After another sleepless night, she made an appointment to have Dr. Cooperman do the surgery on May 9. But the following day Ellen called to say there had been a last-minute cancellation. Next Monday. Six days away. In the meantime, she would have to come down to Boston for a pre-op visit with the anesthesiologist, and to meet with one of their nurses. She’d also need to get a clean bill of health from her own internist.

“See you soon, Mrs. Levine,” said Ellen, sounding as if Kathleen had just booked a haircut.

She wrote down her assignments and then put the receiver down a little harder than necessary. “This must be my lucky day.”

Driving to school, she was suddenly furious. She counted all the ways she was angry. About having cancer, about being too scared to sleep, about having to disrupt everything in her life. And it was going to ruin the whole summer.

It would have to happen now, she fumed. Summers in Gloucester could make you forget the miseries of winter, just like those drugs. What were they called? Amnestics.

Summers on Cape Ann erased the cumulative assault of January darkness, the relentless February chill, the raw misery of March, and the final heartbreak of April, when the light returns but the wind still stabs you in the back.

In May, there are birds everywhere, and by the end of June the beach roses bloom and the supermarket fills with sun-stunned vacationers loading their carts with chips and lemonade.

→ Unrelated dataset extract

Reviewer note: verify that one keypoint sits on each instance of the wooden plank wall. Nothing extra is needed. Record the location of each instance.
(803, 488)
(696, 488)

In June, every wave and rock and gull is lit up from inside, the sky is a daily miracle. But I won’t be able to enjoy it, Kathleen thought bitterly. The margins won’t be clean. They’ll find invasive cancer cells on the margins. There will be more surgery, and radiation and chemotherapy, and God knows what. I’ll be too weak and nauseated to sit up, much less have energy to pull weeds or plant bulbs.

Kathleen loved the steep, rocky hill behind the house. It had been a “nature preserve” — her own euphemism for scrubby and neglected — while her sons were growing up. But once they left home, she fortified the worn-out soil with coffee grounds and manure, and now there were flowers everywhere, daylilies mostly, in and around the ten granite boulders on the hillside. A few years ago, Buddy had hired a cherry picker so she could get up to the top, and she had planted a big stand of yellow Stella d’Oros up there. They bloomed the whole summer.

She wouldn’t be planting anything this summer. No new lilies. No tomatoes. Nothing.

By the time she pulled into the parking lot, she was in a rage. “Damn it!” she shouted. “Damn it all to hell.”

She leaned back in the seat and calmed down enough to walk into the building, retrieve her date book, and tell the principal that she would be out the rest of the week. He put his arm around her shoulder and said, “You take all the time you need.” Then he got that look on his face and Kathleen knew what his next words would be. “My sister had breast cancer.”

Back home, she called Buddy to tell him the news. She called Hal and Jack. She talked to receptionists at medical offices. “We can fit you in Friday, but it may be a long wait,” said the woman at the internist’s office. “Bring a book.”

Kathleen sat in one waiting room after another, unable to read. She picked at her cuticles and wondered what had happened to the woman who had canceled her surgery with Dr. Truman. Had she come down with the flu? Found a better surgeon? Did she decide she’d just rather die?